Mexican politician assassinated


Al Jazeera's Mariana Sanchez reports on the latestsuspected drug gang-related killing in Mexico
Felipe Calderon, the Mexican president, has blamed drug cartels for the assassination of a front-running candidate for governor in the border state of Tamaulipas.
Calderon said that the assassination on Monday of Rodolfo Torre in northern Mexico shows "organised crime is a permanent threat" and was "trying to interfere in the decisions of citizens and in election processes".
He called on Mexicans to "close ranks to confront it" after local television showed the bodies of Torre and four aides lying on a highway after they were ambushed on their way to a campaign event for the July 4 election.
All five were from the opposition Institutional Revolutionary Party (PRI), which holds power in Tamaulipas state.

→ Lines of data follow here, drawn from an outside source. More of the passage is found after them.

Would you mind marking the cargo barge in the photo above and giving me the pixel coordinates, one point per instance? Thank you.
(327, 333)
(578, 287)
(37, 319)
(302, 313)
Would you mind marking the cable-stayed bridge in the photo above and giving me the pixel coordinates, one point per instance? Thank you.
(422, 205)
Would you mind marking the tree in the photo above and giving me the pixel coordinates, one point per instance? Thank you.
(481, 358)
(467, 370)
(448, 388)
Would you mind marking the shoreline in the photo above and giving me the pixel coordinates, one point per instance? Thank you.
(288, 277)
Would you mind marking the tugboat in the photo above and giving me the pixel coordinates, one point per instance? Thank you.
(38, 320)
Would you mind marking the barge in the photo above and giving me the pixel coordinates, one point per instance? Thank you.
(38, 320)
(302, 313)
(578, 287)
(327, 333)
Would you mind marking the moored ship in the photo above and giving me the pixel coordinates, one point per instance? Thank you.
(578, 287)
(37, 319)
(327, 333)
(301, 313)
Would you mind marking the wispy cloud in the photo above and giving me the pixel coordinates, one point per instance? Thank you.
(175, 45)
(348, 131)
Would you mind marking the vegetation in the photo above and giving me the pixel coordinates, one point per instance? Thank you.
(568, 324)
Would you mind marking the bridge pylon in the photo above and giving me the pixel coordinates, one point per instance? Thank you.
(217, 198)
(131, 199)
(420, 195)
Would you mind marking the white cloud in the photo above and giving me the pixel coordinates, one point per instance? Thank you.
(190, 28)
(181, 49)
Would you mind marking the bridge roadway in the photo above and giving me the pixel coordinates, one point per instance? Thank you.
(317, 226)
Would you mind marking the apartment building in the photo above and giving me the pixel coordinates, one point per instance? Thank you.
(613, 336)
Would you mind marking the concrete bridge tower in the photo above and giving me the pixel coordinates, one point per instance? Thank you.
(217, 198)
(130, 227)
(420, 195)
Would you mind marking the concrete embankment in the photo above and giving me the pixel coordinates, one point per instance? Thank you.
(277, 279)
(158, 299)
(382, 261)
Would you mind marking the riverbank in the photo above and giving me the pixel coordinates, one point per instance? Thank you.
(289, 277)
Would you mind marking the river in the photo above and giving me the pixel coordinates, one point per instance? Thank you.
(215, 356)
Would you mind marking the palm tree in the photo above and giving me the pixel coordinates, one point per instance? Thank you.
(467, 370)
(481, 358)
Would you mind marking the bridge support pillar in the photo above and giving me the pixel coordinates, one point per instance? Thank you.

Torre's killing is the highest-level political assassination in Mexico since the 1994 murders of PRI presidential candidate Luis Donaldo Colosio in the border city of Tijuana, and prominent PRI party leader Jose Francisco Ruiz Massieu in Mexico City.
Fernando Gomez Mont, the interior minister, condemned the attack as "absolutely reprehensible" and headed to Tamaulipas, across the US border from Texas, to offer his support.
Singer killed
The political killings come after a well-known Mexican singer was killed in a separate incident over the weekend.
Sergio Vega was killed by unknown assassins who intercepted his car in the northern Mexican state of Sinaloa.
Authorities said that the gunmen riddled Vega's car on Sunday with more than 30 bullets near the city of Los Mochis.
Just hours earlier, Vega had given an interview to a Mexican entertainment website in which he said rumours he had been killed were wrong.
Vega was known for singing narcocorridos - songs telling stories about the lives of drug traffickers - and such singers are said to be at risk of being targeted by rival drug gangs.